🤖 AI Summary
Spiking neural networks (SNNs) face three key challenges in neuromorphic computing: lack of general-purpose gradient-based training, inadequate modeling of spike latency, and high memory overhead of sparse event representations on AI accelerators. This paper introduces the first hardware-aware, differentiable event queue framework, embedding automatic differentiation directly into spike event scheduling—enabling unified support for both latency-aware modeling and sparse computation. We design four queue architectures—tree-based, FIFO, circular buffer, and sort-based—and integrate selective spike dropping to achieve low-memory, end-to-end differentiable spike simulation across CPUs, GPUs, TPUs, and LPUs.

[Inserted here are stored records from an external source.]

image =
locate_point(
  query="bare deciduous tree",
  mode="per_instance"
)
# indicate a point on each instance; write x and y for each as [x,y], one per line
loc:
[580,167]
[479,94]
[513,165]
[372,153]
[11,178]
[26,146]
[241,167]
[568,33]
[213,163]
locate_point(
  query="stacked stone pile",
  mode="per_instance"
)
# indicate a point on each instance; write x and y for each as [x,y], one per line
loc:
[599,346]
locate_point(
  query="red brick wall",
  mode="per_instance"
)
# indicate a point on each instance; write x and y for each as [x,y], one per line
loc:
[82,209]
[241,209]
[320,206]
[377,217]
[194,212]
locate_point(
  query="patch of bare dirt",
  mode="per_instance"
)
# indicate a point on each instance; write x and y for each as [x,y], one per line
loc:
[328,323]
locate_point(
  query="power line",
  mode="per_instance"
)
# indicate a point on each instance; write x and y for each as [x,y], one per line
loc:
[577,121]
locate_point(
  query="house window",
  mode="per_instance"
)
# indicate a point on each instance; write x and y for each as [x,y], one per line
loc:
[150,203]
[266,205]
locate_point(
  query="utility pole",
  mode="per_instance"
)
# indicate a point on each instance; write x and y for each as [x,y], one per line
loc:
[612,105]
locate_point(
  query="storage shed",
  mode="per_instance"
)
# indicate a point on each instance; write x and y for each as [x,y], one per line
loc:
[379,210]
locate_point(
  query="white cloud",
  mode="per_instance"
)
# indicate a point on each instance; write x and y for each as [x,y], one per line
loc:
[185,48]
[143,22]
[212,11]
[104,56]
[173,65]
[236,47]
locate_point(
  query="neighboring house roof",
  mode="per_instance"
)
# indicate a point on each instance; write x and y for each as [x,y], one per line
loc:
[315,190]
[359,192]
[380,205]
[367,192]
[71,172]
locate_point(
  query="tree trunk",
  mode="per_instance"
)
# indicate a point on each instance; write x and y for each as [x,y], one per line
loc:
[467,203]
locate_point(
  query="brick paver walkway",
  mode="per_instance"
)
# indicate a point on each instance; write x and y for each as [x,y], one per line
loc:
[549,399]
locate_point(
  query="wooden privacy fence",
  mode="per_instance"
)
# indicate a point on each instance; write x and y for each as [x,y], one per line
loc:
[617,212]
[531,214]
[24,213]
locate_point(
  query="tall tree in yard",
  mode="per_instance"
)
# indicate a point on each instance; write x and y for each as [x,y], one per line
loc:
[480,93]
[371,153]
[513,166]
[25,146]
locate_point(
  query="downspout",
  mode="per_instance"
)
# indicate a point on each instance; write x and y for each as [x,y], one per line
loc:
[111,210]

Experiments reveal that queue architecture critically impacts performance: GPUs excel at small-scale simulations, while TPUs favor sort-based designs. The framework enables flexible accuracy–efficiency trade-offs, establishing a new paradigm for efficient SNN training on heterogeneous accelerators.
📝 Abstract
Spiking neural networks (SNNs), central to computational neuroscience and neuromorphic machine learning (ML), require efficient simulation and gradient-based training. While AI accelerators offer promising speedups, gradient-based SNNs typically implement sparse spike events using dense, memory-heavy data-structures. Existing exact gradient methods lack generality, and current simulators often omit or inefficiently handle delayed spikes. We address this by deriving gradient computation through spike event queues, including delays, and implementing memory-efficient, gradient-enabled event queue structures. These are benchmarked across CPU, GPU, TPU, and LPU platforms. We find that queue design strongly shapes performance. CPUs, as expected, perform well with traditional tree-based or FIFO implementations, while GPUs excel with ring buffers for smaller simulations, yet under higher memory pressure prefer more sparse data-structures. TPUs seem to favor an implementation based on sorting intrinsics. Selective spike dropping provides a simple performance-accuracy trade-off, which could be enhanced by future autograd frameworks adapting diverging primal/tangent data-structures.